County Revising Temporary Sign Rules Ahead of Election Season

If it seemed like political signs were in all the wrong places last election, it’s true—the county’s sign ordinance, like its codified noise ordinance, is unenforceable due to a court decision elsewhere.

Loudoun County regulates temporary signs differently depending on what they contain. In Loudoun’s case, temporary construction signs can be twice as tall as other temporary signs. But in 2012, the Virginia Attorney General’s office opined that any ordinance that regulates signs differently based on their content is invalid, and in 2015, the U.S. Supreme Court struck down a rule in Gilbert, AZ, because it regulated political signs differently from others.

That means that, like the codified noise ordinance, although Loudoun has a rule on the books, it can’t enforce that rule.

[Read about the Sheriff’s Office’s noise headaches here.]

But the Department of Planning and Zoning is on it. Staff are currently working up a new rule that will treat all temporary signage the same, regardless of what it says on the sign—just ahead of presidential campaign season.

“I think it’s very important that we move this forward now, because I’m assuming, considering it’s a presidential election year, folks might want to have signs out this fall,” said Supervisor Suzanne M. Volpe (R-Algonkian). “And I’m excited because staff believes that they can move through this quick enough so that we would have a fair ordinance.”

4 thoughts on “County Revising Temporary Sign Rules Ahead of Election Season

  • 2016-04-19 at 8:44 pm

    Elle, will do. LCA Plowman gets to go first. And all the proceedings are down at the federal courthouse in Alexandria (it’s very nice for those who haven’t been). Plowman, or rather his attorney, has 60 days to respond to the complaint so that should be coming pretty soon. Then, a scheduling conference will be set but they don’t call the Eastern District of Virginia the “rocket docket” for nothing. Expect the date to be sometime in the summer.

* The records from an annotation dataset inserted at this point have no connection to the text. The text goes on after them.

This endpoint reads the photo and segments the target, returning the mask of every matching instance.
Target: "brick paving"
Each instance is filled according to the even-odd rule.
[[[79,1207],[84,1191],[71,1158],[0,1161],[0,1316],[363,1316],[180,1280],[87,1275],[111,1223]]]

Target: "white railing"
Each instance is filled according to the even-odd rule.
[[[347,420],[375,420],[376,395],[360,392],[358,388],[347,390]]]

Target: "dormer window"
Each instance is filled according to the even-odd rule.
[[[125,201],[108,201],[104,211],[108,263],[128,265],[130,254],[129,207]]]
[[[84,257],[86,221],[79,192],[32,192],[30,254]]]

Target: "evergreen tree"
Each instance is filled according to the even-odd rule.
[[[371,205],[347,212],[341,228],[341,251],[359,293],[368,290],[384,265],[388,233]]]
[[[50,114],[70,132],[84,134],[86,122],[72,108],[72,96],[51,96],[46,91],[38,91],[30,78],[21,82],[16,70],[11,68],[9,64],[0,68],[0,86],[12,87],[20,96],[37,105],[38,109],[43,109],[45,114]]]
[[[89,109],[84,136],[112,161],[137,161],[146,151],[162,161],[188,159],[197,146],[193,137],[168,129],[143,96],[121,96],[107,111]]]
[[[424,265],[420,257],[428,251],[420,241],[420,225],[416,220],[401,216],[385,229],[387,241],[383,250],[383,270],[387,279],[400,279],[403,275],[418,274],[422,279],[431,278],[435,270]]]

    As for LCSB, attorneys take a little more time than the briefs I drafted myself last year. I guess they have a professional reputation which demands more eloquent briefings. Hopefully filed pretty soon (next 2 weeks) and then LCSB/LCPS will likely have 30 days or so to respond. Expected trial date would be in the fall. However, since many will be named in their personal capacity (they have to pay out of their own pockets for retaliation against citizens), it could drag out. My understanding is that appeals as to limited immunity would be decided first as that is an affirmative defense. In other words, if you are just doing your level best in a public job, you can’t be sued personally. Unless the other party shows the official acted intentionally to harass or retaliate, the official is granted “limited immunity” for their personal liability. Needless to say, we are very confident that we can prove many LCPS officials used their positions (color of law) to retaliate for public criticism. Such appeals could take months or even years depending how far they appeal. Since the censorship (banning on official Facebook page) is but one of the counts along with the retaliation charges, the LCSB censorship counts may take awhile to resolve.

    So, bottom line is this. One would hope once Plowman loses in federal court (unconstitutionally censored based on viewpoint), LCSB members would cease and desist their censorship. But I have a feeling they will try to claim their official Facebook pages are not really “official” and will continue censoring until a court imposes its will on them. It might be a long time.

  • 2016-04-19 at 11:05 am

    virginia sgp, it is quite concerning that the LCSB inhibits free speech. Could you please publish the court dates so that concerned citizens can attend and hear the testimony for themselves? Thanks.

  • 2016-04-18 at 1:31 pm

    The BOS wants to be in compliance with the Constitution on free speech. Too bad our Loudoun County School Board thumbs its nose at free speech in the Constitution. LCSB won’t get away with it for long but Loudoun taxpayers will be the ones having to pay for a futile defense of LCSB in federal court.